Former U.S. Marine Michael Hardy entered a guilty plea on Wednesday to the first two counts of a six-count 2012 indictment. He received a straight probation sentence of 20 years.
Hardy was arrested by the then-operating Task Force headed by FBI Special Agent Ken Hillman, after responding to an Internet sting operation set up on Craigslist, which offered sexual encounters with underage girls.
His attorney, McCracken Poston, said Hardy "was diagnosed by the Veterans Administration just after his arrest in September of 2012 with having Post Traumatic Stress Disorder from his role in the military of recovering the bodies and body parts of his fellow soldiers. He was like a zombie then, and could have been coaxed into agreeing to anything.”
“He served our country with honor, and he suffered greatly from recovering the bodies of his colleagues while under fire.”

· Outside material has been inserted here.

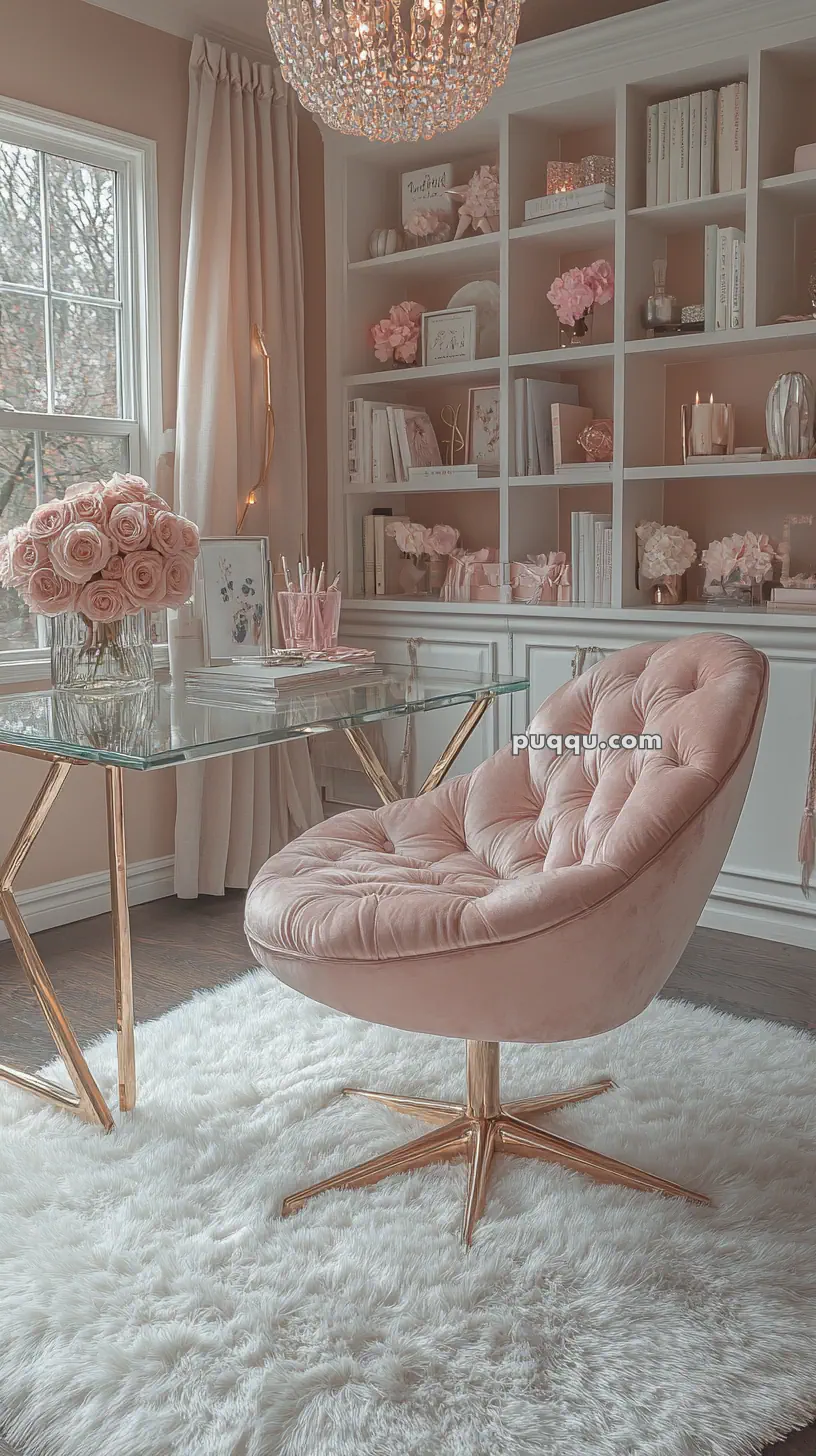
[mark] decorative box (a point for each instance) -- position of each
(542, 580)
(475, 575)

"This was the ‘ground zero’ case of the controversy involving Angela Russell, who was then the wife of local businessman Emerson Russell, and this was the case that exposed the behavior of then-FBI Special Agent Hillman, who was investigated and was convicted of a federal offense regarding his misconduct in the Task Force. Hillman subsequently ‘retired’ from the FBI, citing that he himself had developed Post Traumatic Stress Disorder, it being stated at the time of his own conviction that the then FBI agent acquired the condition from viewing pornography with Angela Russell.
"Ms. Russell had admitted the affair with Hillman in her divorce from Emerson Russell. Hillman had allowed Angela Russell to participate in and to conduct herself and act as a de facto law enforcement agent of the Task Force, providing her a gun and allowing her to handcuff suspects, and Russell had actually created the Craigslist post and had directed the communications with defendant Hardy. Hillman had also misrepresented Russell’s involvement on the task force to prosecutors and to a Catoosa County grand jury.
“Overall, this was a good outcome considering my client was facing a potential one-hundred twenty year prison sentence,” and in the course of this misguided task force very few of the defendants got straight probation.”